James Alden, Jr. (March 31, 1810 – February 6, 1877) was a rear admiral in the United States Navy. In the Mexican-American War he participated in the captures of Veracruz, Tuxpan and Tabasco. Fighting on the Union side in the Civil War, he took part in the relief of Fort Pickens, followed by many engagements on the Lower Mississippi, before being promoted Captain of USS Brooklyn and assisting in the Union victory in the Battle of Mobile Bay.
==Early career==
Alden was born in Portland, Maine, and was a direct descendant of John Alden, a Mayflower pilgrim. He was appointed midshipman on April 1, 1828 and spent the initial years of his naval career ashore at the Naval Station in Boston, Massachusetts before he served in the Mediterranean squadron on board the sloop of war USS ''John Adams''. Promoted to passed midshipman on June 14, 1834, Alden then served at the Boston Navy Yard until he was assigned to the United States Exploring Expedition under Lieutenant Charles Wilkes.
During the course of this voyage (1838–1842), the officers and men of the expedition were transferred freely from one vessel to another; Alden, promoted to lieutenant on February 25, 1841, concluded the cruise as executive officer of the sloop USS ''Porpoise''. He saw action at Malolo, in the Fiji Islands, on July 26, 1840, in the punitive expedition against the tribe which had murdered Lieutenant Joseph Underwood and Midshipman Wilkes Henry, the latter a nephew of the expedition's leader, two days before.
After another tour of duty at the naval station at Boston, Alden was assigned to USS ''Constitution'', and circumnavigated the globe in the frigate during her cruise under Captain John ("Mad Jack") Percival. While serving therein, he commanded a boat expedition that cut out several war junks from under the guns of a fort at Zuron Bay, Cochin China. Later serving in the Home Squadron during the Mexican-American War (1846), Alden, an adept surveyor, participated in the captures of Veracruz, Tuxpan and Tabasco.

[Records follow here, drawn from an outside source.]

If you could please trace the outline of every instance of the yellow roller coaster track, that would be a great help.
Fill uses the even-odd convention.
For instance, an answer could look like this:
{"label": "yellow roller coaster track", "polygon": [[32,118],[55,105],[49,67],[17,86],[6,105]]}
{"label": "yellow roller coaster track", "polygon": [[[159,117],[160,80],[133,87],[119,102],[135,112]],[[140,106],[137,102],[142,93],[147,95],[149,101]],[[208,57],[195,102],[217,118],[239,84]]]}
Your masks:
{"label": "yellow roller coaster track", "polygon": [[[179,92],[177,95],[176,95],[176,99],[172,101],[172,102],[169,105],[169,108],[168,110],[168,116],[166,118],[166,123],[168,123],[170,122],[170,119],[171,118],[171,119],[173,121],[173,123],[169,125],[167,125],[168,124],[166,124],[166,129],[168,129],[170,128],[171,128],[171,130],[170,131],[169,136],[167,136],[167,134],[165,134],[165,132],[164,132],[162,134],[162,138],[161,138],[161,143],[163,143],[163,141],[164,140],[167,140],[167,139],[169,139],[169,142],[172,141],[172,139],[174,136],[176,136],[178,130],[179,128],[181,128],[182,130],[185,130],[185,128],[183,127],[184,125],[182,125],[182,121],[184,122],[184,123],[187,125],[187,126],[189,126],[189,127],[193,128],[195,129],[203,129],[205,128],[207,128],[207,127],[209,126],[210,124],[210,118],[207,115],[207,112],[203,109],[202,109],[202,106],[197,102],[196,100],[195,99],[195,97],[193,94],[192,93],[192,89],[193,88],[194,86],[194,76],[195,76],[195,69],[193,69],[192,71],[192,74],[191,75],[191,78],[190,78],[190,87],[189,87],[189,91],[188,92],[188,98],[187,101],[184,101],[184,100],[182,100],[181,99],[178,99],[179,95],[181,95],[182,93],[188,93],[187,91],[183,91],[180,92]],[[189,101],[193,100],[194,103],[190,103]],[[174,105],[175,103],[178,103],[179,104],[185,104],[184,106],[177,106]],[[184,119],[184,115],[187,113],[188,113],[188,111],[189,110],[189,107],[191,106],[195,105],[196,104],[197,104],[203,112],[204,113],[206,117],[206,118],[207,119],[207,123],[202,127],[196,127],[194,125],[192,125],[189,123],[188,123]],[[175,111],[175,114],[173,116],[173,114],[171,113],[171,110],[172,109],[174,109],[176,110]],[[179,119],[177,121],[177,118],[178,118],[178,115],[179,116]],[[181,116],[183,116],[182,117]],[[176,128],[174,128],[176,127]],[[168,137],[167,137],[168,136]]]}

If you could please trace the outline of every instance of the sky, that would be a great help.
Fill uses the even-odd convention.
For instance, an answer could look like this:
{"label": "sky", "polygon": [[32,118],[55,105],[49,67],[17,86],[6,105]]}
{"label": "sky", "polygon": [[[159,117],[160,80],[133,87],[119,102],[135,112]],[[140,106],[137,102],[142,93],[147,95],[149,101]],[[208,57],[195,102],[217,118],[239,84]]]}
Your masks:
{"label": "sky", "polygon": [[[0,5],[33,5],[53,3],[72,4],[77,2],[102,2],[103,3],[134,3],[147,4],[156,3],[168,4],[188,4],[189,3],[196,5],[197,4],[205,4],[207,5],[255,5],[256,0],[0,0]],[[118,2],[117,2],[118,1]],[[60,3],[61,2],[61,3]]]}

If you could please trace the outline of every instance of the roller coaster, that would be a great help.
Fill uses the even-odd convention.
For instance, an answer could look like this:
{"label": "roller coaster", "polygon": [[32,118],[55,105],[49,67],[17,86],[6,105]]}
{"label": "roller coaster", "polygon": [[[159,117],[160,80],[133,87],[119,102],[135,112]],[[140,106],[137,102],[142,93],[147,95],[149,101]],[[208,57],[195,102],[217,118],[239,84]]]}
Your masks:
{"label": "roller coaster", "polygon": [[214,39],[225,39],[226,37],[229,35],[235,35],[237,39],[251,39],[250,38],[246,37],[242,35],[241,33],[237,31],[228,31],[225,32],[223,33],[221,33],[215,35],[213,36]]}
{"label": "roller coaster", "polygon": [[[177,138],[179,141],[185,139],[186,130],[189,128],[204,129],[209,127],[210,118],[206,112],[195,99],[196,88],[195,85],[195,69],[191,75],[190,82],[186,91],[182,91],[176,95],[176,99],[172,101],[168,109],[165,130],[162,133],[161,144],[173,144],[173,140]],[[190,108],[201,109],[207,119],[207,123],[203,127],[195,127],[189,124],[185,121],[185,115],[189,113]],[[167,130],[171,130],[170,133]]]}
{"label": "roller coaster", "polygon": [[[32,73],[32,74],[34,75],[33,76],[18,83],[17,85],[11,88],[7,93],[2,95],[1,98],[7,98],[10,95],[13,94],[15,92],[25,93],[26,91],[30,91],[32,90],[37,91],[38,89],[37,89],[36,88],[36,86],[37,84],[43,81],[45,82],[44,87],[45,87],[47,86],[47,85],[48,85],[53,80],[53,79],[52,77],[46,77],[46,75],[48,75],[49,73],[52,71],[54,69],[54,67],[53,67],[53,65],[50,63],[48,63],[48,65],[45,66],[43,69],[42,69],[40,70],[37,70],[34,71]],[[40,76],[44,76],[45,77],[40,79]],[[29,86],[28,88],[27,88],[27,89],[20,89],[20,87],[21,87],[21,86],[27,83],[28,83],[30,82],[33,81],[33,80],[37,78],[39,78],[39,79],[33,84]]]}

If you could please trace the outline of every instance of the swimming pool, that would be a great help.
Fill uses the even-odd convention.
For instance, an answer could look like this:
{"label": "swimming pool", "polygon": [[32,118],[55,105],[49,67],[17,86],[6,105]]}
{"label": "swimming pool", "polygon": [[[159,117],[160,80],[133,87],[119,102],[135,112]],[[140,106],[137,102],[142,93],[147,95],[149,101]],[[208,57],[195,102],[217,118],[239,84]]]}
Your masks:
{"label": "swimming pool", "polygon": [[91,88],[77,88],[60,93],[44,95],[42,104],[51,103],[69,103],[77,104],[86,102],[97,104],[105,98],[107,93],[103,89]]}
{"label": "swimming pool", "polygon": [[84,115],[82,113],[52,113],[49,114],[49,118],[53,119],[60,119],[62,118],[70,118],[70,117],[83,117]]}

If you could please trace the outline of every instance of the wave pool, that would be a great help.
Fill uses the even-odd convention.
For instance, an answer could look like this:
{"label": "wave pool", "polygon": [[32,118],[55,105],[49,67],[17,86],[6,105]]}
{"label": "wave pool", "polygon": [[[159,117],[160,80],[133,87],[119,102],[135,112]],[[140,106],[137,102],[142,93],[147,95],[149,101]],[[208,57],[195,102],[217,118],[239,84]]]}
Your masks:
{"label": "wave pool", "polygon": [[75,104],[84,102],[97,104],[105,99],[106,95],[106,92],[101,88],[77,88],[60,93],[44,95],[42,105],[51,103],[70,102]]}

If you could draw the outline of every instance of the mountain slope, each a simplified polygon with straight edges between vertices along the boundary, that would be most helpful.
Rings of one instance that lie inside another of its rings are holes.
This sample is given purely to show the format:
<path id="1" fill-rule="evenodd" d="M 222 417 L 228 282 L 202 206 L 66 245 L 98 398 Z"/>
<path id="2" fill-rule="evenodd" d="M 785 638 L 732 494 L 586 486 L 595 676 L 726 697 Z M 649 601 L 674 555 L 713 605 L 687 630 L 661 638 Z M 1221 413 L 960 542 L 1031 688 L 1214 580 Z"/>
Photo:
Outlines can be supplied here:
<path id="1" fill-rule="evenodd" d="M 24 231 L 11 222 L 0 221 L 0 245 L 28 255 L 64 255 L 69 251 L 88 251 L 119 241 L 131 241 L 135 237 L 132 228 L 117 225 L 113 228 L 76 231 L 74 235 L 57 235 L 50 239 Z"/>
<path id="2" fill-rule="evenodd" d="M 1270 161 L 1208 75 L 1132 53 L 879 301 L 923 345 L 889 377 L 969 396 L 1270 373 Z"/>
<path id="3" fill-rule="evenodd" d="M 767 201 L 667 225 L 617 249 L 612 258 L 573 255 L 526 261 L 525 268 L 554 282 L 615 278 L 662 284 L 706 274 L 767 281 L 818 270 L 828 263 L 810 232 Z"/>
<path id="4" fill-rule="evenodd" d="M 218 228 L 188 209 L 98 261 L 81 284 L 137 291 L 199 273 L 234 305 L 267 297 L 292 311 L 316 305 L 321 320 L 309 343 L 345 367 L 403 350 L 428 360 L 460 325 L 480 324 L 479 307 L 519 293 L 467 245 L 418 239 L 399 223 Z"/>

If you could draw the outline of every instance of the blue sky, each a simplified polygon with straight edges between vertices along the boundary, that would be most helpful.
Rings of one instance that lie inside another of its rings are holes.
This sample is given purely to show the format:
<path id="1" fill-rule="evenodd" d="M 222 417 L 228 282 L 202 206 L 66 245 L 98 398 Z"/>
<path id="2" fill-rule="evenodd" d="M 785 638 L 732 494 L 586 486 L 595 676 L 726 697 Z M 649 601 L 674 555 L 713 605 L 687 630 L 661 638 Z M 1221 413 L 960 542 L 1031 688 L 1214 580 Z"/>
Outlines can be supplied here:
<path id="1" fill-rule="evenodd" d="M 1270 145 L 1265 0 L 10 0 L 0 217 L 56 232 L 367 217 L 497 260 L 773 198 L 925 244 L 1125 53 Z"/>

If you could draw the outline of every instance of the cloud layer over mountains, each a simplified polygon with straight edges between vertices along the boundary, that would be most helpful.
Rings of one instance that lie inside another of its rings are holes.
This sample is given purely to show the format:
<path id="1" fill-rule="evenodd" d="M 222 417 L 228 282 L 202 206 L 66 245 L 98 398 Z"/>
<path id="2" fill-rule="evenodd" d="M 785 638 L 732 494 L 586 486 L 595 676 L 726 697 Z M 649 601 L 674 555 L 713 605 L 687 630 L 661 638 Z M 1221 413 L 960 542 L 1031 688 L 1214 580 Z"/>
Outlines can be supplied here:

Following the war with Mexico, Alden served as inspector of provisions and clothing at Boston until detached from this duty on May 18, 1849 to go to Washington, D.C., and report to the Secretary of the Treasury for duty with the United States Coast Survey. From the summer of 1849 to the late winter of 1851, he commanded, in succession, the Coast Survey steamers ''John Y. Mason'' and ''Walker'' in survey duty off the eastern seaboard. Assigned to duty on the Pacific coast thereafter, Alden traveled to San Francisco where he replaced William Pope McArthur as commander of the Coast Survey Schooner Ewing and surveyed from San Francisco to San Diego.〔''Report of the Superintendent of the Coast Survey, Showing the Progress of the Survey during 1852'' pages 104-107〕 In 1852, he assumed command of the Coast Survey steamer ''Active'', and carried out survey work off the United States West Coast into 1860. During this time, on September 1, 1855, he was promoted to commander.